Tudo lhe soava lindo nos planos da mente, mas havia ele. Aqui e hoje. E tudo que tinham feito, enfrentado, planejado? E tudo que iriam fazer juntos? Como dizer a alguém ‘eu te amo e não me basta’? E não havia garantia de nada. E se, uma vez rompidos, viesse o arrependimento? Poderia tê-lo de volta?
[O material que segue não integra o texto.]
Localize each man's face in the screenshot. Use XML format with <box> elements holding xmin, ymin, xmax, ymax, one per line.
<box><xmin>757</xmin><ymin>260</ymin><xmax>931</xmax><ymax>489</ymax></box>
Perdoar a si mesma ao perceber que estava errada em deixá-lo? Como viver com isso? Ao mesmo tempo, como poderia saber o valor de tudo que se perde de um lado sem enxergar as possibilidades do outro? Sofia pensava, pensava sem parar; estava inquieta, nervosa. Imaginava a cena, o encontro com ele; suas palavras, a reação dele. Foi quando percebeu a presença de alguém ali por perto. Ergueu os olhos para encontrá-lo.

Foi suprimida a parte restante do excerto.